Still, Live Nation's example suggests that, with a significant 
investment of time and money, foreign primary ticketing companies might 
be capable of adapting their products for U.S. customers.
    4. Before 2009, by virtue as its position as a promoter, Live 
Nation received roughly 10% of the tickets to concerts it promoted, and 
it sold those tickets to concertgoers through its MusicToday subsidiary 
and a platform licensed from eTix. Live Nation also used the MusicToday 
platform to provide primary ticketing services to a few small venues.
    5. The 2004 amendments substituted ``shall'' for ``may'' in 
directing relevant factors for court to consider and amended the list 
of factors to focus on competitive considerations and to address 
potentially ambiguous judgment terms. Compare 15 U.S.C. 16(e) (2004), 
with 15 U.S.C. Sec.  16(e)(1) (2006); see also SBC Commc'ns, 489 F. 
Supp. 2d at 11 (concluding that the 2004 amendments ``effected minimal 
changes'' to Tunney Act review).
    6. Cf. BNS, 858 F.2d at 464 (holding that the court's ``ultimate 
authority under the [APPA] is limited to approving or disapproving the 
consent decree''); United States v. Gillette Co., 406 F. Supp. 713, 716 
(D. Mass. 1975) (noting that, in this way, the court is constrained to 
``look at the overall picture not hypercritically, nor with a 
microscope, but with an artist's reducing glass''). See generally 
Microsoft, 56 F.3d at 1461 (discussing whether ``the remedies [obtained 
in the decree are] so inconsonant with the allegations charged as to 
fall outside of the `reaches of the public interest' '').

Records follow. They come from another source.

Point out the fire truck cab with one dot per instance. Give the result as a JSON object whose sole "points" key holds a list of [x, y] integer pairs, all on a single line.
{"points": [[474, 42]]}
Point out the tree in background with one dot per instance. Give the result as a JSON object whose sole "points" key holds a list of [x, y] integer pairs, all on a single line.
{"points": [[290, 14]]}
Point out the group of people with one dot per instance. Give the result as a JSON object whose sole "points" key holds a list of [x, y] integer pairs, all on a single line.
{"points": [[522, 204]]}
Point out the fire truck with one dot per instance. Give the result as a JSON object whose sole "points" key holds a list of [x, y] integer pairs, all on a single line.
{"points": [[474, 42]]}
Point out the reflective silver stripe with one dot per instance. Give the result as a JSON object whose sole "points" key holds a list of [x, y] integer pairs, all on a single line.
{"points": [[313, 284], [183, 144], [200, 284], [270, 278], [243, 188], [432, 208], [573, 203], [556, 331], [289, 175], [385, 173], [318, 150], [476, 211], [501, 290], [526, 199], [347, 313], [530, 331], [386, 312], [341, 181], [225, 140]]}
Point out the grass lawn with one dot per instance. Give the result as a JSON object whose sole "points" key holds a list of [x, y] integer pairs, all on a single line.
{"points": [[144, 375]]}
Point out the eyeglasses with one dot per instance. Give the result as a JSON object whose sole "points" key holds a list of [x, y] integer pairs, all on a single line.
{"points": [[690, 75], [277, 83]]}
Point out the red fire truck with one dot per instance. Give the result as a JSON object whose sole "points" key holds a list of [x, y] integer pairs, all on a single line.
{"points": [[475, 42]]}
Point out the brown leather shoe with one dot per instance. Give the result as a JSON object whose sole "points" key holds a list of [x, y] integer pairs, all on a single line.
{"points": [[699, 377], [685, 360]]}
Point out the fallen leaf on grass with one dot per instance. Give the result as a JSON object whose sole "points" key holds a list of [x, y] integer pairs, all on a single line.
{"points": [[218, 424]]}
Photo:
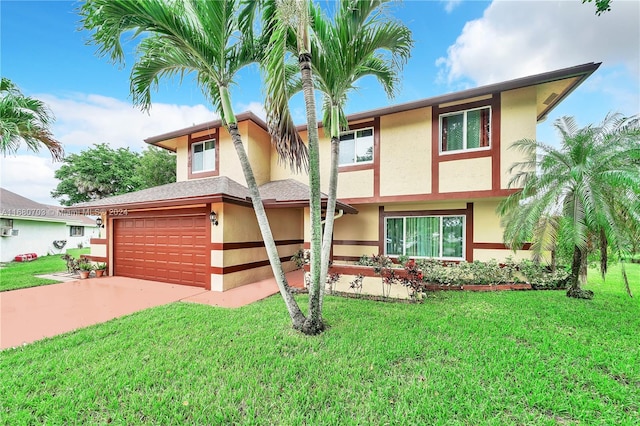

    7. See United States v. Enova Corp., 107 F. Supp. 2d 10, 17 (D.D.C. 
2000) (noting that the ``Tunney Act expressly allows the court to make 
its public interest determination on the basis of the competitive 
impact statement and response to comments alone''); United States v. 
Mid-Am. Dairymen, Inc., 1977-1 Trade Cas. (CCH) ] 61,508, at 71,980 
(W.D. Mo. 1977) (``Absent a showing of corrupt failure of the 
government to discharge its duty, the Court, in making its public 
interest finding, should . . . carefully consider the explanations of 
the government in the competitive impact statement and its responses to 
comments in order to determine whether those explanations are 
reasonable under the circumstances.''); S. Rep. No. 93-298, 93d Cong., 
1st Sess., at 6 (1973) (``Where the public interest can be meaningfully 
evaluated simply on the basis of briefs and oral arguments, that is the 
approach that should be utilized.'').
    8. The United States redacted competitively sensitive information 
and information unrelated to U.S. markets from the version of the AEG/
TM Technology Agreement attached as Exhibit A.